Dr. Jaya Gandhi

Set organizational objectives, driving adherence to established policies and programs.Facilitated the formation of major departments to align with strategic goals. Coordination among different divisions and administrative staff for cohesive operations.

• Conducted laboratory experiments to test hypotheses and analyze results.
• Reviewed grant proposals for scientific accuracy and feasibility.
• Coordinated interdisciplinary teams of scientists in carrying out research projects.
• Establishment of curing sickle cell disease using cutting-edge technology of CRISPR-mediated genetic manipulation. Working on the SCD program takes advantage of the uniqueness that it spans high-risk basic discovery research in CRISPR genetics, through preclinical translational research, to paradigm-shifting clinical trials. Progress in gene therapy provides the tools needed to tackle Sickle Cell Disease and its molecular mechanisms. Several clinical trials have already demonstrated the therapeutic treatment of manipulating the genome using CRISPR-Cas9 gene-editing technology to neutralize the damage caused by the mutation that leads to sickle cell disease. These technologies can be integrated into currently existing protocols for an effective cure called haematopoietic stem cell transplantation.

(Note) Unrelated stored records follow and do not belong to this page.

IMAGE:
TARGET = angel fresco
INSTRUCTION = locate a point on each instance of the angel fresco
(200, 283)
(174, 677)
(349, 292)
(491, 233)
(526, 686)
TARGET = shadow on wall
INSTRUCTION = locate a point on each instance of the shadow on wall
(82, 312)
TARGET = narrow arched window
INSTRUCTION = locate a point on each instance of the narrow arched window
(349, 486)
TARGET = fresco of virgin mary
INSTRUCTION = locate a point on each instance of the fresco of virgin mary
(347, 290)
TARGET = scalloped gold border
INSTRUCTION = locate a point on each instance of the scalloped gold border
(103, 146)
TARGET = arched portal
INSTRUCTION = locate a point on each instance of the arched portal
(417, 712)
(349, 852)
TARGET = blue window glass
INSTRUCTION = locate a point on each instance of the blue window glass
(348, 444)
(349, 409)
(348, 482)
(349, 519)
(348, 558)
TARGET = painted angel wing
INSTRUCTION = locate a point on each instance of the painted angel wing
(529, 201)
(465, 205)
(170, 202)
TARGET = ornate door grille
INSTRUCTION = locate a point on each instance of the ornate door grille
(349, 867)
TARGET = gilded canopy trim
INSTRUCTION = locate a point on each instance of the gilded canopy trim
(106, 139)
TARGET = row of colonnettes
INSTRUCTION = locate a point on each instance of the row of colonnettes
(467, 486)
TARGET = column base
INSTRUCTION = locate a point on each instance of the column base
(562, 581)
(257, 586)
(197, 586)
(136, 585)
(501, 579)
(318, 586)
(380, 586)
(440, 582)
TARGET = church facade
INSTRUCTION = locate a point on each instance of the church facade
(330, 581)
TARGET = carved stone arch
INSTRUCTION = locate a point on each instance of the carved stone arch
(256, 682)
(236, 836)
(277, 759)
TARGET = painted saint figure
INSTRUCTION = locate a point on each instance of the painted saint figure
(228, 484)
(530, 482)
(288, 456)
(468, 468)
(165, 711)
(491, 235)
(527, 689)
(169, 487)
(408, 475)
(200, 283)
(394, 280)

I have worked as an Application Scientist (Business Development) APAC Biotech, Gurugram. The company manufactures customized Dendritic Cell based immunotherapy vaccine, which is completely autologous therapy for cancer patients. Cancer patient’s own monocytes were used along with patient’s own tumor tissue to create a population of Dendritic Cells specific to attack cancer cells of the patient such that when administered, it boosts the patient’s immune response by re-activating the T-lymphocytes thereby recognizing, attacking and destroying specifically the cancer cells.My job profile involved being a scientific expert for the biotech company and acting as a bridge between the company and external medical professionals specifically oncologists, and fostering collaboration and knowledge sharing between the company and the medical professional (MSL).

DBT Research Associate under the project titled 'Investigation of the Mechanism Underlying Enhanced Replication of Hepatitis E Virus in G1/S arrested

cells".

The dys-regulation of host cell cycle machinery during HEV infection was the main focus of my postdoctoral research work. I discovered that HEV replication is quite acceptable during the G1/S phase of the cell cycle.

During Ph.D. I worked on two very closely related human herpes viruses EBV and KSHV. These two viruses are constantly related to several human malignancies. I tried to decipher the close link between virus infection, inflammation and cancer. Inflammation is one of the predisposing factors known to be associated with Epstein Barr Virus (EBV) and Kaposi’s sarcoma associated herpes virus (KSHV) mediated tumorigenesis. However it is not well understood whether inflammation in itself plays a role in regulating the life cycle of these infectious agents. COX-2, a key mediator of the inflammatory processes, is frequently over-expressed in EBV and KSHV positive cancer cells. In various tumors, PGE2 is the principal COX-2 regulated downstream product which exerts its effects on cellular processes through the EP1-4 receptors. My data suggested a role for upregulated COX-2 on modulation of EBV and KSHV latency through its downstream effector PGE2. This study demonstrated a role for increased COX-2 levels in modulation of EBV and KSHV latency-lytic reactivation. This study is important for understanding the pathogenesis of EBV and KSHV associated cancers in people with chronic inflammatory conditions.